I don’t believe the hospital in Dallas intentionally shorted their staff of protective equipment. I think the CDC guidelines at the time were inadequate (they did not require PAPRs, for example) and the idea was that this could be treated like super-C. difficile. The difference is that C. difficile doesn’t try to kill the hospital staff. This is a BSL-4 disease and in retrospect the patient should have been transported to a biocontainment facility immediately. No community hospital staff is ready for a BSL-4 disease the way the biocontainment people are, that’s what they do and what they practice. It’s the difference between a pro football team that practices and 11 great athletes with a pile of equipment and a printed playbook.
That nurse in Maine is a self-righteous idiot. Good for you that you went to Africa to help, now please get off your bike, stay in your house for a couple weeks and try to not reproduce the devastation here, mmkay? Plus, an outbreak here makes her cocktail party story of selfless heroism that much less valuable.

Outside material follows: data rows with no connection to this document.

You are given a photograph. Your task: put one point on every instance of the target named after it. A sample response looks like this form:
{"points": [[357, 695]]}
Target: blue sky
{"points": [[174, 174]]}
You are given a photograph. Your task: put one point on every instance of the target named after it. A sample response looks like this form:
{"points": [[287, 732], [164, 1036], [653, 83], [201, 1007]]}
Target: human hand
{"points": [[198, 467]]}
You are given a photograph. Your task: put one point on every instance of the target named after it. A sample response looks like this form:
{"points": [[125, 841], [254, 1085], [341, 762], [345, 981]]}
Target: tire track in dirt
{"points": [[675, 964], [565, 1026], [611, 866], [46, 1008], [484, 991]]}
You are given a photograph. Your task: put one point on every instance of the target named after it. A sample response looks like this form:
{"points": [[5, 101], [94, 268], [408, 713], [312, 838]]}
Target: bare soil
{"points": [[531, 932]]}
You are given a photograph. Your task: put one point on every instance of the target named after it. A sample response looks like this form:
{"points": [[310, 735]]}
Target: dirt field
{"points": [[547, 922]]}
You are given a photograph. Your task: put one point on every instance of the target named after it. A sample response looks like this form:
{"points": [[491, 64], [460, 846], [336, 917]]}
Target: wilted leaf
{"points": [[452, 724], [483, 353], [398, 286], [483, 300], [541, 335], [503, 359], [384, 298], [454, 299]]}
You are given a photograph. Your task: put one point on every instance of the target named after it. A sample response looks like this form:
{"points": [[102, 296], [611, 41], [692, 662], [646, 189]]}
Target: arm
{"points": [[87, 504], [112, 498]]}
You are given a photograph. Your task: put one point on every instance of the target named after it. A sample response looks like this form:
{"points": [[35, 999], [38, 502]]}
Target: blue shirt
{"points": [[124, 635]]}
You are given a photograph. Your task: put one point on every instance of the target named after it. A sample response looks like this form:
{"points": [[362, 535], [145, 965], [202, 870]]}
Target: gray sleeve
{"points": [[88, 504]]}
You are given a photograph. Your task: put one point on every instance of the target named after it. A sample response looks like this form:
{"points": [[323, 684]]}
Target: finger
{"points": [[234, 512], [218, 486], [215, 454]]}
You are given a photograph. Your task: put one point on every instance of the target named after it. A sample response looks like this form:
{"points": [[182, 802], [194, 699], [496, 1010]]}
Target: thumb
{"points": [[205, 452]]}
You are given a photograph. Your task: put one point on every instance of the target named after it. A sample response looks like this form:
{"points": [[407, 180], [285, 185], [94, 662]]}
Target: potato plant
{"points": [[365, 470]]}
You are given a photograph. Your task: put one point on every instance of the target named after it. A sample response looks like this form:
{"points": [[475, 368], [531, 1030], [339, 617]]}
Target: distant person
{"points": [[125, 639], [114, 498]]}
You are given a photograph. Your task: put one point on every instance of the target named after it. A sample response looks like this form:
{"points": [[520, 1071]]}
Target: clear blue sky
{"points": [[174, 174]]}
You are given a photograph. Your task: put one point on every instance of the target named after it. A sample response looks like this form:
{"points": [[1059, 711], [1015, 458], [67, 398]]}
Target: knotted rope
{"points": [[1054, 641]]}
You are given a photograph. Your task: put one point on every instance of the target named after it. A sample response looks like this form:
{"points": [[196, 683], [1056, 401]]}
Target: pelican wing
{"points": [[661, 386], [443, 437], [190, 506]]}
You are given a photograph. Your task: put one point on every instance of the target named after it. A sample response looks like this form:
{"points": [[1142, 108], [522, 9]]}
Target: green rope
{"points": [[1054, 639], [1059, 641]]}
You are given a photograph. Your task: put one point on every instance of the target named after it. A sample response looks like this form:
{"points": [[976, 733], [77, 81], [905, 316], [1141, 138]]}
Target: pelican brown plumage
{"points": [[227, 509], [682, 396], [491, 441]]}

Had a doctor’s appointment yesterday. Was given an oral Ebola cross-examination upon checking in. Do you have a fever? Do you have diarrhea? Have you traveled outside the US to countries with Ebola? Etc., etc., etc. (I gave the office staff a chuckle when I responded to that last question with ‘I haven’t travelled outside of Queens!’)
I see these questions as being useless Kabuki theater, just as useless as President Obola’s policies toward this disease.
I was surprised that Duncan’s family members did not come down with Ebola. This means that we don’t know anything about this virus.